Weak areaWhy it hurtsReview action
Treating all AI tasks as chat promptsMany scenarios require search, tools, services, or workflow orchestrationPractice service and pattern selection
Ignoring identity and authorizationAI apps often expose private data or perform actionsReview managed identities, RBAC, secret handling, and security trimming
Confusing retrieval problems with model problemsA model cannot answer accurately from poor or missing contextDiagnose RAG failures separately from prompt failures
Overusing agentsNot every workflow needs autonomous planningDecide between deterministic workflow, simple model call, and agent
Weak tool definitionsAmbiguous tools cause incorrect actions or repeated callsPractice writing clear tool schemas and validation rules
No evaluation setDemos hide edge casesBuild representative tests for prompts, retrieval, and safety
Missing observabilityYou cannot troubleshoot what you cannot traceKnow what to log and how to protect sensitive logs
Unsafe loggingPrompts and outputs may contain sensitive informationApply data minimization and access control to telemetry
Assuming content filters solve everythingSafety is layered and context-dependentCombine filters, grounding, permissions, validation, and review
Forgetting freshnessRAG apps can answer from stale indexesReview ingestion, indexing, and update strategies
Ignoring output format reliabilityDownstream apps may break on free-form textUse structured outputs, validation, and fallback handling

Final-Week AI-103 Review Checklist

Architecture and Service Selection

  • For each practice scenario, identify the user goal, data sources, AI capability, security boundary, and output format.
  • Explain why you would use a model, an Azure AI service, Azure AI Search, an agent, or a deterministic workflow.
  • Review at least three end-to-end patterns: grounded chat, document extraction, and agent with tools.
  • Practice eliminating attractive but unsafe or overcomplicated answers.
  • Review chunking, embeddings, vector search, keyword search, hybrid retrieval, filters, and citations.
  • Diagnose at least five RAG failure symptoms and match each to a likely fix.
  • Explain how identity-aware retrieval prevents unauthorized answers.
  • Know how evaluation questions reveal weak retrieval or weak prompting.

Agents

  • Review tool design, parameter validation, permissions, state, memory, confirmations, and audit logs.
  • Identify when a workflow should not be an agent.
  • Practice prompt-injection scenarios involving retrieved documents or user instructions.
  • Explain how to stop an agent from taking unsafe actions.

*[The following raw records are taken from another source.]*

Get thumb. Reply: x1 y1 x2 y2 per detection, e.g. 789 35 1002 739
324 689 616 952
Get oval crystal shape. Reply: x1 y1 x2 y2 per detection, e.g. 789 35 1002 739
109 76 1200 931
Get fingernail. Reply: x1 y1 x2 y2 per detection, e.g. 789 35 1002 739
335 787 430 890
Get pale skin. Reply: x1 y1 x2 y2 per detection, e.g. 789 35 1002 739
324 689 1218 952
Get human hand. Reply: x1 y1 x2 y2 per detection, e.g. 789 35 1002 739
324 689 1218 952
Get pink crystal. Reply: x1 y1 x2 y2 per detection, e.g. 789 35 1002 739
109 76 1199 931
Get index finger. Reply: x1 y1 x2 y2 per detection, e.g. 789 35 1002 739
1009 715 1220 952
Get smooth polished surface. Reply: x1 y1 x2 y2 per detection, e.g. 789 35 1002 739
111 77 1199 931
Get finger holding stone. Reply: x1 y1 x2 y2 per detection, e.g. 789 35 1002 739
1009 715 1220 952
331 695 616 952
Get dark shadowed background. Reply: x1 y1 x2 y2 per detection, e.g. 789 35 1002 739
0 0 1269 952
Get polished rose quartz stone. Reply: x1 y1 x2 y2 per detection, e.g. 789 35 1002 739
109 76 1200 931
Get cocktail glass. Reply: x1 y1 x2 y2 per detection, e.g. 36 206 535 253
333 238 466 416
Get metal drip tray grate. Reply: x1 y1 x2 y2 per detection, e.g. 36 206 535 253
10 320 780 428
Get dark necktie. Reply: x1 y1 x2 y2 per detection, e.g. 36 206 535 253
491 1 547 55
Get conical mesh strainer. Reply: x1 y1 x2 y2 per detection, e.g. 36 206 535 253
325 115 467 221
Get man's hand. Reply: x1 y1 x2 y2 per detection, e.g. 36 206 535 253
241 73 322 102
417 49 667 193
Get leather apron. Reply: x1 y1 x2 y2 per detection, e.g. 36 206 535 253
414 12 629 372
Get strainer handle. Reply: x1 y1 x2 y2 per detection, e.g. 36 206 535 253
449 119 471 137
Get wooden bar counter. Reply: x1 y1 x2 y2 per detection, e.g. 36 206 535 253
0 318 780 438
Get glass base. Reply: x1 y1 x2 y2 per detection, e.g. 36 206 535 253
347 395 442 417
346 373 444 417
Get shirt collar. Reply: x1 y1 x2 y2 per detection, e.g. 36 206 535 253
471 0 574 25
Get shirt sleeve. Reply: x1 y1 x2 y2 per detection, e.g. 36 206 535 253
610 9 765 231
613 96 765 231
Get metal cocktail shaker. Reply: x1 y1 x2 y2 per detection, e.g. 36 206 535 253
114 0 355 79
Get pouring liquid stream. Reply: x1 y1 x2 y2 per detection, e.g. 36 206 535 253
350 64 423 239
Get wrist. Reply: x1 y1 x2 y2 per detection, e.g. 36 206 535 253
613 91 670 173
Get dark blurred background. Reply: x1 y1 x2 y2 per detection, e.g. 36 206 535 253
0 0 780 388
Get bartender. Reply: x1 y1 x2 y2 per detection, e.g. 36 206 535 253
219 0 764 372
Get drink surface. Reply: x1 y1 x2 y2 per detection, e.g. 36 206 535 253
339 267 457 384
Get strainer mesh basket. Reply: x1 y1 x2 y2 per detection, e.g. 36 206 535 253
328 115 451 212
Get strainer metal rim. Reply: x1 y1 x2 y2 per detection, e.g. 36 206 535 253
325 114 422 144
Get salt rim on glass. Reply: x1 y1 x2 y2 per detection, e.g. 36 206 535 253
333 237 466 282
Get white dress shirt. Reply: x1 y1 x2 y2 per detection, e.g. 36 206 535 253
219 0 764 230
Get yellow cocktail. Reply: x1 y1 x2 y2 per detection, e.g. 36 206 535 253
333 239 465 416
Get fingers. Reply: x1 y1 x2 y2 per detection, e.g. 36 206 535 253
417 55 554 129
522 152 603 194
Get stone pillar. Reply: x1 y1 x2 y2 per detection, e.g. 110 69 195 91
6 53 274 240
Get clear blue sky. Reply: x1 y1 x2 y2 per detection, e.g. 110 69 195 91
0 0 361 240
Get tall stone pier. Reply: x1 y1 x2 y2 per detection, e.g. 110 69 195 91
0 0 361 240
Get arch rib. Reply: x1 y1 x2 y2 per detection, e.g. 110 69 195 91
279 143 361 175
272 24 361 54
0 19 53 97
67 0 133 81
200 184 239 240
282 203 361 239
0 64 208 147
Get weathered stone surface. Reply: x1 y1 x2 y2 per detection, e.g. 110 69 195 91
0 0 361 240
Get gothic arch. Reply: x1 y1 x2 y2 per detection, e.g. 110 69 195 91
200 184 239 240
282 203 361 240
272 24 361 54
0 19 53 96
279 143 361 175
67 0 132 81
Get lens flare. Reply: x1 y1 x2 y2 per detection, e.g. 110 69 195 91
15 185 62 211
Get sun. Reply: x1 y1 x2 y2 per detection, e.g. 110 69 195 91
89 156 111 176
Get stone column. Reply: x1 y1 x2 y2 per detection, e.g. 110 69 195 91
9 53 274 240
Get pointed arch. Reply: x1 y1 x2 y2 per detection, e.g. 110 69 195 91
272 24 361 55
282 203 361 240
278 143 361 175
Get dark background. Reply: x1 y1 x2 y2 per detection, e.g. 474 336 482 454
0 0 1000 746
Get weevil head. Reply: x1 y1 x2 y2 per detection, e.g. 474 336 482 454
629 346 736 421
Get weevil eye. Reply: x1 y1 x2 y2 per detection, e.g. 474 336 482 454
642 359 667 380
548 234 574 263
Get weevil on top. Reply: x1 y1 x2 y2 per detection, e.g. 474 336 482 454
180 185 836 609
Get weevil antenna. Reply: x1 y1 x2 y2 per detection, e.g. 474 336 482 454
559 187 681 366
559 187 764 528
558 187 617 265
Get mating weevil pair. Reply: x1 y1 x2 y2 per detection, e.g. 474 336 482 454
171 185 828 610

Security and Responsible AI

  • Review managed identity, RBAC, Key Vault-style secret handling, and network access concepts.
  • Identify sensitive data in prompts, files, retrieved context, outputs, and logs.
  • Explain layered safety: moderation, grounding, authorization, validation, monitoring, and human review.
  • Practice scenarios where safety and usefulness conflict.

Operations and Troubleshooting

  • Review what telemetry should be captured for model calls, search calls, and agent tool calls.
  • Practice troubleshooting authentication failures, wrong answers, missing documents, slow responses, and unsafe outputs.
  • Explain how prompt, model, index, tool, and configuration changes are versioned and rolled back.
  • Review cost and latency drivers without relying on memorized pricing or quota numbers.

Practical Next Step

Pick one weak area from each category: RAG, agents, security, Azure AI services, and monitoring. For each, complete a short practice cycle: read the concept, answer scenario questions, explain your decision out loud, then review why the alternatives are weaker. Use this checklist again after practice to confirm that you can make the decision, not just recognize the term.